Building Works Resume on Residential Mental Health Facility

Building works on a long-awaited residential mental health facility in the Cayman Islands have finally resumed. In response to the COVID-19 pandemic, the Cayman Islands went into lockdown in March 2020, and construction of the 54-bed facility was temporarily halted. In June, other construction projects were permitted to continue, but for unknown reasons, work on the building has not restarted until now.

This delay is only the most recent in a long line of delays that has impacted the plans to bring more mental health services to the Cayman Islands. In 2015, plans for the mental health facility were proposed, but a variety of issues plagued the building plans from the start. Complications around the tendering process were finally resolved, but then, locating a building company that would take on the project proved to be difficult.

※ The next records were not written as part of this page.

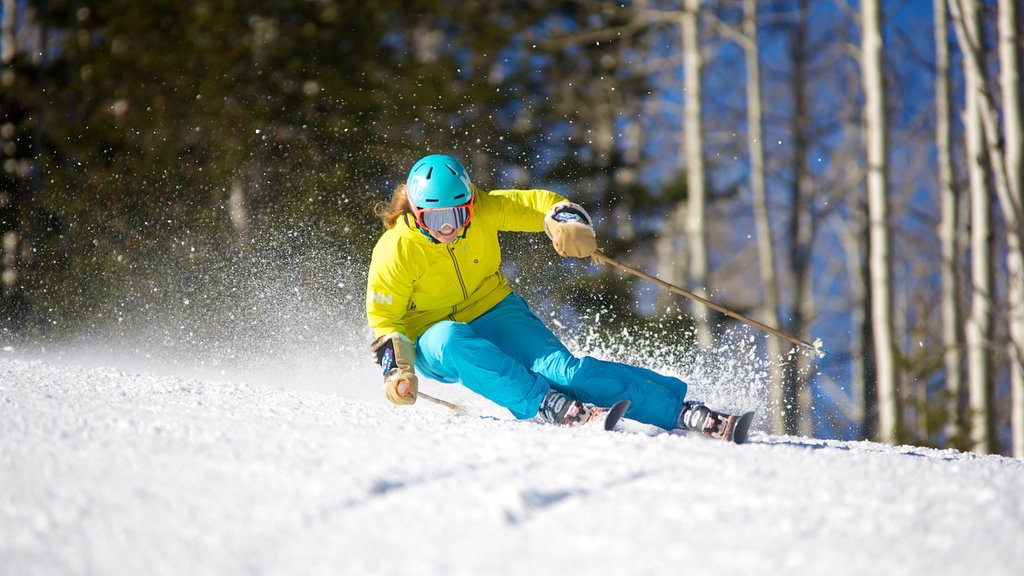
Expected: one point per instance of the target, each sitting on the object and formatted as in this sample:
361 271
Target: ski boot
557 408
697 417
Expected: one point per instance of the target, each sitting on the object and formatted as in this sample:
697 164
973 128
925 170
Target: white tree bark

In August of 2019, years after the initial plans were proposed, three contractors finally agreed to do the building work. They signed government deals in preparation for the groundbreaking, but six months after breaking ground in October of 2019, progress slowed to a halt when the pandemic became a serious threat to public health and lockdown measures closed building sites across the islands.

In the Cayman Islands, the need for additional mental health services has been widely acknowledged. Specific facilities for the treatment of mental health conditions are particularly essential as the 8-bed unit at the Cayman Islands Hospital is often over-subscribed. 

The new residential mental health facility will be able to treat up to 54 patients at one time, which means it can accommodate significantly more patients than the 8-bed unit at the Cayman Islands Hospital. While the building of the facility will provide more support for people who need mental health services, many predict that the facility will be used mainly by patients returning home from treatment at facilities overseas. This possibility suggests that few spaces will be left for patients who seek treatment for mental health conditions on an as-needed basis.

The new residential facility will not provide treatment to the criminally insane, despite the fact at both the men’s and the women’s prisons, inmates with serious mental illnesses may not be receiving adequate treatment. At both HMP Northward and HMP Fairbanks, the management of inmates suffering from mental health conditions has been deemed insufficient.

According to Health Minister Dwayne Seymour, the building project remains a high priority.

Officials representing the health ministry have assured the public that the construction of the new residential facility is still on schedule to finish in September 2021.